Waikato art award winner just rubbish - artists
Art buffs have trashed the pile of rubbish which won this year's Waikato National Contemporary Art Award, describing it as embarrassing for the community.
But Waikato Museum director Kate Vusoniwailala leapt to the defence of judge Charlotte Huddleston, saying it was "an excellent decision" which had helped achieve the objective of getting people talking about art.
Berlin-based Dane Mitchell picked up $15,000 for his entry, Collateral, which consisted of the binned wrapping from other award entries tipped on to the floor of the Waikato Museum, in line with his written instructions submitted to gallery staff.
He had not seen his entry when it won.
However Mark Hayes, who built a sculpture for the award, entitled Domestic Violence is Not Okay, was unimpressed.
"If I had known that the contents of my rubbish bin would make the winning sculpture I would not have spent 26 hours cutting, welding and grinding," he said.
"Contemporary art needs to say something to you and make you think. I am sorry but I just cannot see the 'clever' and 'cheeky' in the winning sculpture. Is someone trying to make Trust Waikato look like a joke?
This was Trust Waikato's final year of award sponsorship.
Hamilton artists Collette Fergus and Bruce McLachlan said the winning entry was "the worst yet".
"A pile of rubbish that wasn't even created by this guy is worth $15,000?" said Ms Fergus. "That is insane.
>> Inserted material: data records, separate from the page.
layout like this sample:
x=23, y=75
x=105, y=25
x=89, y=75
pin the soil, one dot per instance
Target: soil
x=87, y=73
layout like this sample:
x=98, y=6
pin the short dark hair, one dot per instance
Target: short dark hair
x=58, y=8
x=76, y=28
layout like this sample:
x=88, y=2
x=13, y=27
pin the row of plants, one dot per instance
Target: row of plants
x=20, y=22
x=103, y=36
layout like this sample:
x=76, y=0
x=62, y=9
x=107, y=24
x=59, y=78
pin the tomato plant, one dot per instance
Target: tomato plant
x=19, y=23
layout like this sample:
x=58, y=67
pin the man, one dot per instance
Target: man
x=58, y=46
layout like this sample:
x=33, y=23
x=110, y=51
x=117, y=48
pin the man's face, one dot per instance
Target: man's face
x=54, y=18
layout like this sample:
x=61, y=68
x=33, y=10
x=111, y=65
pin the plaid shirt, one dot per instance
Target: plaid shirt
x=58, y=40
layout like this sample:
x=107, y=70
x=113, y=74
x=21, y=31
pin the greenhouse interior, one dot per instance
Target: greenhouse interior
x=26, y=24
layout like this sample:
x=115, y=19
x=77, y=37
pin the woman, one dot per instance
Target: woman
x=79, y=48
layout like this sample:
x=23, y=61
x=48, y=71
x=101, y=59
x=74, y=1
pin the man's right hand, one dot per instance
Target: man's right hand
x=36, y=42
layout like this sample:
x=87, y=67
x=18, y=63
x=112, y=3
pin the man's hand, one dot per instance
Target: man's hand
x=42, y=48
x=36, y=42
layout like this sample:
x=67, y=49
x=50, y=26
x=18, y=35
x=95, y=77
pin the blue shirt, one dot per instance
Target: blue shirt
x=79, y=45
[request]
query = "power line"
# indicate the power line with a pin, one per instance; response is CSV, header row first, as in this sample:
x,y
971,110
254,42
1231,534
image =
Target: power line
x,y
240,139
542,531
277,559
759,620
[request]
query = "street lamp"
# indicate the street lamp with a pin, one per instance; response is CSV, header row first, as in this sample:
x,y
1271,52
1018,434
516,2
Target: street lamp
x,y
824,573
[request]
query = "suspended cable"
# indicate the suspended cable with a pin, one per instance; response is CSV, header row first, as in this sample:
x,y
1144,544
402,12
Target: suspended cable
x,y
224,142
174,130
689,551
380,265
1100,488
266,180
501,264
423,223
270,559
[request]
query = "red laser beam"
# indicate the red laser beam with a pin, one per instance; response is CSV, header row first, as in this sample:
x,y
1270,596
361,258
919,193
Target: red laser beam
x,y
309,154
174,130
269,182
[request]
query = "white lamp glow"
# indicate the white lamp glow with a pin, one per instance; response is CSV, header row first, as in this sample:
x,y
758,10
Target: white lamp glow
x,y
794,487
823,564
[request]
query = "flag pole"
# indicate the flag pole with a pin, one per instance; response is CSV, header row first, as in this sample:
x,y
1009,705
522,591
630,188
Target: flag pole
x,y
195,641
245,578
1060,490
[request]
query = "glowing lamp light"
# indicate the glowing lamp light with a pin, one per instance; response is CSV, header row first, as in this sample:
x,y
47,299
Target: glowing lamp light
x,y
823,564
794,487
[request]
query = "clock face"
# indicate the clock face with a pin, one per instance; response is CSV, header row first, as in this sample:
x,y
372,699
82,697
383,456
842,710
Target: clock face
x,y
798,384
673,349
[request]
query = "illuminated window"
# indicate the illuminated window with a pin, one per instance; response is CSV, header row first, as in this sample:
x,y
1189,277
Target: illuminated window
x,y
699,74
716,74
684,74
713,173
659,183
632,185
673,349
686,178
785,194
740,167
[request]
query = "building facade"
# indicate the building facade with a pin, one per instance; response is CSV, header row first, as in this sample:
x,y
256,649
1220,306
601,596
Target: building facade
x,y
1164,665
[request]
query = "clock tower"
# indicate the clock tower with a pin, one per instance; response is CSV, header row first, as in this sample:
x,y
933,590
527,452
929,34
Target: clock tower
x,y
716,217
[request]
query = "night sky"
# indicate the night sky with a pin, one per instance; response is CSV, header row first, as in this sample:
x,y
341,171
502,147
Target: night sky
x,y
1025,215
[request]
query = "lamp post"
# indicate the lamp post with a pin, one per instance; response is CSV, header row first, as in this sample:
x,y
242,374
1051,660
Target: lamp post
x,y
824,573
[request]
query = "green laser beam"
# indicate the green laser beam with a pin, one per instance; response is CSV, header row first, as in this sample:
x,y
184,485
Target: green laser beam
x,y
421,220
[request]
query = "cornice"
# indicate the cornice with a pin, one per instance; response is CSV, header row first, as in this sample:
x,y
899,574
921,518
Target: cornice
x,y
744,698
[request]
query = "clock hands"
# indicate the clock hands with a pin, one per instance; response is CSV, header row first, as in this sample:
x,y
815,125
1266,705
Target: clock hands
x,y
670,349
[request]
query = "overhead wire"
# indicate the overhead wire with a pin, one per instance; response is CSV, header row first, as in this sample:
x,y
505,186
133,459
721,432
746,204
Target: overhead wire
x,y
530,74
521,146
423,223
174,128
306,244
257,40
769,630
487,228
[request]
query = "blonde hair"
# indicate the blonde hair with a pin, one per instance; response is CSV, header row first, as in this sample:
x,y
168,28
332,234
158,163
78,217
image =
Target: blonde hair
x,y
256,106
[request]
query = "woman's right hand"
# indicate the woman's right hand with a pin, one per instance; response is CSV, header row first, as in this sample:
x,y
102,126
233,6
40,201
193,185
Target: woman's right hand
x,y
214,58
Do the other artists whose names were in the pile feel okay that this is clearly mocking them and their entries?
"What was the judge on when she chose this; awarding that sort of money for a piece of art mockery that does not even deserve the title of art? She has clearly lost the plot."
Ms Fergus accepted that unusual and provocative art was expected at the Waikato Contemporary Art Award.
"We however feel that perhaps they should remove the word art from the title of the award. This pile of rubbish is not art and this is not an award for artists. It's a sad mockery of us all and an embarrassment to the arts community."
But Ms Vusoniwailala was delighted with the level of public interest being generated by the award.
"If we are having a lot of conversations about the award, we are achieving an objective," she said.
"There will always be people who love things and those who hate them. The bottom line is we always ensure the judge we select has an excellent reputation.
"She (Ms Huddleston) has been fantastic to work with, very professional, and has put together a stunning show, and a significant show for New Zealand that has shown this city has come of age."
Morrinsville women Heather Oleson questioned whether the winning entry had complied with the rules and was eligible.
"Who is the celebrating artist/winner here?" she asked. "Is it the museum staff who created the entry, or is it Mitchell who gave the instructions?"
She noted the awards criteria required the work to be the artist's own, with one digital photo of the work included, and artwork not permitted to be "altered" after being submitted.